On 16-Dec-22 14:19, Dan Fandrich via curl-library wrote:
On Fri, Dec 16, 2022 at 01:18:12PM -0500, Timothe Litt via curl-library wrote:And/or the callback registration could specify "all domain names", "Just IDN" -The browsers (at least Firefox) do something subtle but pretty useful for avoiding spoofing. Based on the name registration policies of the TLD being used, they either show the IDN as expected in the URL bar, or just show the ugly punycode version of the name. TLDs with policies that forbid names that could lead to confusion (homographic attacks) get the desired behaviour (of seeing the IDN name) but those without policies, or with policies that could lead to confusion get the punycode version, making it obvious that some spoofing may have gone on to get you to that web page. Mozilla's original policy can be seen here: https://www-archive.mozilla.org/projects/security/tld-idn-policy-listThey've amended that policy since to allow displaying IDN in some cases even on those TLDs with bad or nonexistent policies. This only happens if all the characters in the TLD come from the same script. If a TLD mixes, for example, Cyrillic and Latin characters, it's displayed as punycode, but all Cyrillic is shown in all its UNICODE glory. The idea is that people (who can read that script) will recognize the different characters within that script and be able to tell them apart, and there won't be any mixing of similar-looking characters within a single domain name. That policy can be seen at https://wiki.mozilla.org/IDN_Display_Algorithm Lots of thought has been given to this problem already (Mozilla seems to have implemented the first policy 17 years ago), and curl could take advantage of that. But, since it's not a browser it can't use the same means of notifying the user (displaying punycode in the URL bar), but some viable alternatives to that have already been brought up here.
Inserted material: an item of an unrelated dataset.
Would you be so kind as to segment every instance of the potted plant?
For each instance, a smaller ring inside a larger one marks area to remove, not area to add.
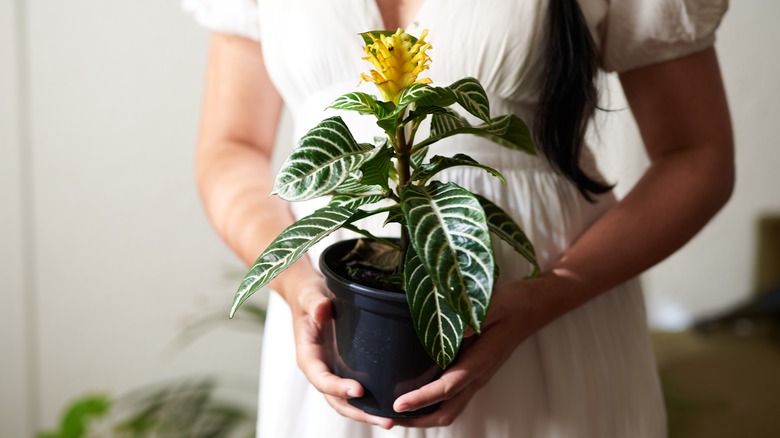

Dan
As you say, curl isn't a browser. And hardcoding the TLDs' policies seems like whack-a-mole.
A simple callback function in the library to pass on any domain name would be fairly cheap, and would allow any policy. It's up to the UI to decide how to handle issues. curl could provide a sample policy such as the one I outlined. Perhaps the policy could be a loadable DLL, e.g. host-name-filter=idn-alias loads idn-alias.{so,exe,...)
I think curl is best at being a tool, not a policy engine. So making policies pluggable seems in line with the philosophy; hard-coding anything more involved than a default (and generally agreed-upon) list of homographic characters that triggers a warning unless whitelisted doesn't.
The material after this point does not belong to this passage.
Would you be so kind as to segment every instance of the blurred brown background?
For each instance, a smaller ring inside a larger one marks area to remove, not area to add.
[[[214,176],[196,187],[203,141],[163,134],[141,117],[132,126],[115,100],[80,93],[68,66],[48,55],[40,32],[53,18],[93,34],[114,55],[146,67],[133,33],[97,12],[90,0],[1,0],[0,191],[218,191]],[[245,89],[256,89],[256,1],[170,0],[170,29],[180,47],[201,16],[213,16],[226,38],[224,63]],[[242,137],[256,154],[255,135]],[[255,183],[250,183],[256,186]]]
Unlike browsers, curl usually doesn't wander the web at random or follow search engine results or e-mailed links. If you setup or use a curl command, the risk seems a lot less - you have to think. A warning is a good safety net - but if you're in Japan, clearly you don't want to be warned about every local website. Then you get into the same automatic 'i'm annoyed, just say yes' syndrome seen with self-signed certificates. Thus, a whitelist...
So I think that the curl command could reasonably provide a simple 'warn on IDNs with risky characters' along with a whitelist. I don't think that trying to replicate the UI of a browser with complex policies is worthwhile (or feasible). A filter function hook in the library would allow experimentation and arbitrarily complex policies. And making the function loadable (in the command line tool), decouples the policy from curl proper.
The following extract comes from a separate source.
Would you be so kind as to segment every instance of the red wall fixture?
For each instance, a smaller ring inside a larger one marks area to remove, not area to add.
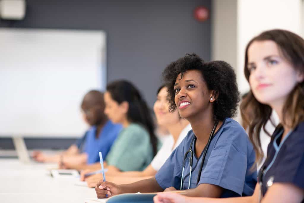
[[[198,6],[193,12],[194,18],[200,22],[203,22],[209,18],[209,11],[205,6]]]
Along those lines, you could imagine a filter policy that reads a file of regexes, one that uses Mozilla's code to decide, simple white/black lists, or ... anything you can imagine. And if it's in a dell selected by an option in .curlrc, it's pretty painless for the user. Plus, any other application that uses the library can link with curl's sample policy if it suits the application.
Anyhow, that's my 3 cents. I don't think a ban on IDNs is useful. I do think a flexible policy is required, and that the policy should be customizable and isolated from the mechanism. The suggested 'is this name ok' hook in the library does this at minimal cost. (The default function can be 'return true'... or the call skipped if no function registered.)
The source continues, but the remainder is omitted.